Did Twitter Falsely Label American Heart Association’s mRNA COVID Vaccine Warning Study as ‘Unsafe’?
Twitter is caught in controversy again for possibly trying to mislead people about a recent study that doesn’t fit the narrative of pro-vaccine propaganda pushers that the COVID vaccine is safe. The last time this happened Twitter falsely labeled an obituary of woman named Jessica Wilson who died from a COVID vaccine side effect as “misleading information”. This time people believe Twitter falsely labeled an American Heart Association mRNA vaccine study as an “unsafe” link.
If you don’t know by now Twitter seems to be a very biased place when it comes to COVID vaccine information. They regularly “fact check” anything anti-vaccine, ban people who question the vaccine’s safety, and of course label real happenings as misleading information. Recently the American Heart Association published a study that showed mRNA COVID Vaccines increase chances of developing heart disease from 11% to 25%. That’s a 14% increase, which is very alarming.
The AHA study is titled: “Abstract 10712: Mrna COVID Vaccines dramatically increases Endothelial Inflammatory Markers and ACS Risk as Measured by the PULS Cardiac Test: a Warning”
Why Did Twitter Put ‘Unsafe’ Label American Heart Association’s mRNA Vaccine Warning Study?
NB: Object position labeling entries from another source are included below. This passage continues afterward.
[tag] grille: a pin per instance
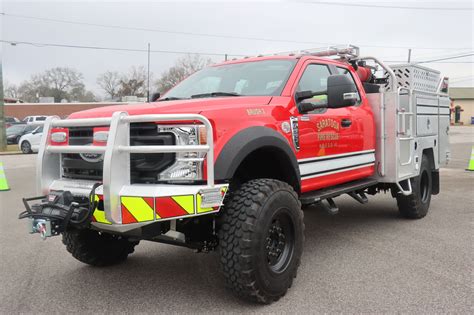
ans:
(144, 168)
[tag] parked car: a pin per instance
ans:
(34, 119)
(11, 121)
(29, 142)
(15, 132)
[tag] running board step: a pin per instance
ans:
(351, 187)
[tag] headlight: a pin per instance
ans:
(188, 165)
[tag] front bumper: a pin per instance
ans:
(122, 206)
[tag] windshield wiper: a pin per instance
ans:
(171, 98)
(215, 94)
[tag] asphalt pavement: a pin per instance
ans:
(366, 259)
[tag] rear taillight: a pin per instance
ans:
(59, 136)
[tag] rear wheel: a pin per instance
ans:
(416, 205)
(261, 239)
(26, 147)
(97, 249)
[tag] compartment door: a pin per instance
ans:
(443, 133)
(405, 136)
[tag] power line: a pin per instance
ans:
(447, 58)
(227, 36)
(36, 44)
(346, 4)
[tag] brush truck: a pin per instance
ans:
(227, 159)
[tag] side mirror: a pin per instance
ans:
(310, 104)
(341, 91)
(155, 97)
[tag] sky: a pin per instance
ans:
(236, 28)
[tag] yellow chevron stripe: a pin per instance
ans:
(186, 202)
(138, 208)
(99, 215)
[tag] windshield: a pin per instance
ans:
(15, 129)
(262, 78)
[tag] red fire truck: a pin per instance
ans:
(226, 160)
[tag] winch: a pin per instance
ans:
(57, 211)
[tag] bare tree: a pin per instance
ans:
(183, 68)
(60, 83)
(110, 82)
(134, 82)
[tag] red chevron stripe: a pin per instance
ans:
(127, 217)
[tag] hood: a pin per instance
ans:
(192, 106)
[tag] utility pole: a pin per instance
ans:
(3, 138)
(148, 77)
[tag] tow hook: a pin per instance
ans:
(43, 227)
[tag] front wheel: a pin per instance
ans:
(261, 239)
(416, 205)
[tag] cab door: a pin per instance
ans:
(333, 142)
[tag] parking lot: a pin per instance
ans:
(366, 259)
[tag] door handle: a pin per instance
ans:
(346, 123)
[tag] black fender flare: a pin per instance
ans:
(247, 141)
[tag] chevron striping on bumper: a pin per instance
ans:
(137, 209)
(99, 215)
(186, 202)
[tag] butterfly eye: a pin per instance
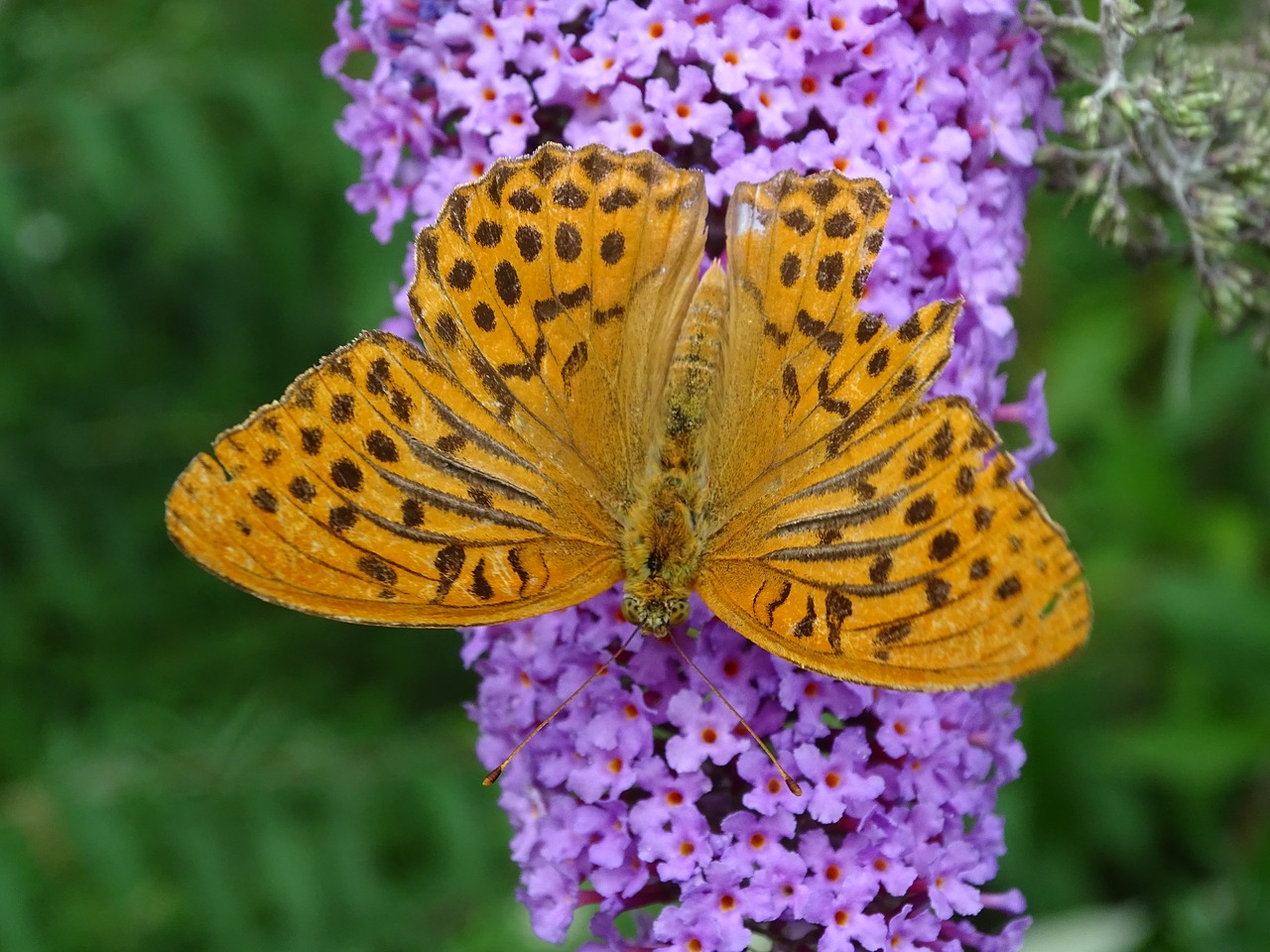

Despite this being a valid study from one of the most trusted Heart associations, Twitter labeled American Heart Association’s mRNA COVID vaccine study as an “unsafe or spammy” link. This means when someone clicks a link to the AHA study on Twitter they are taken to the page with a warning before they have to click a second time to be taken to the article, which significantly decreases the click through rate of a Twitter link. Essentially it’s a way to keep people from reading something, and to also discredit it.
It’s alleged that Twitter used the “unsafe” label because the AHA mRNA vaccine study had a few typos and no statistical analyses for significance provided. However, using that unsafe label still doesn’t make sense when you look at the definition in their warning message.
To be qualified as an “unsafe” link on Twitter one or more of these criteria have to be met:
It has to be a spammy link that misleads or disrupts experience, violent or misleading content that leads to real world harm, or a malicious website that steals people’s information or harms their electronic device.
It’s easy to see that none of these would apply American Heart Association’s mRNA vaccines warning.
Take a look at the tweet below.
When you click the link in the tweet above you are shown this warning message. Notice how the “back to previous page” button is very big, but the “continue” button is a small word. It’s a perfect way to stop people from clicking a potentially harmful link, but also a great way to stop people from clicking something you don’t want them to read.
Is Twitter Trying to Hide the Truth About American Heart Association’s mRNA COVID Vaccine Warning Study?
If this same AHA study showed that mRNA vaccines didn’t affect your heart would Twitter have labeled it as “unsafe”? Based on their track record they probably wouldn’t have, and also would have likely promoted it on their front page.
American Heart Association’s mRNA COVID vaccine warning makes you wonder if vaccine mandates really could be the cause of the drastic increase of FIFA soccer player’s collapsing on the field in 2021.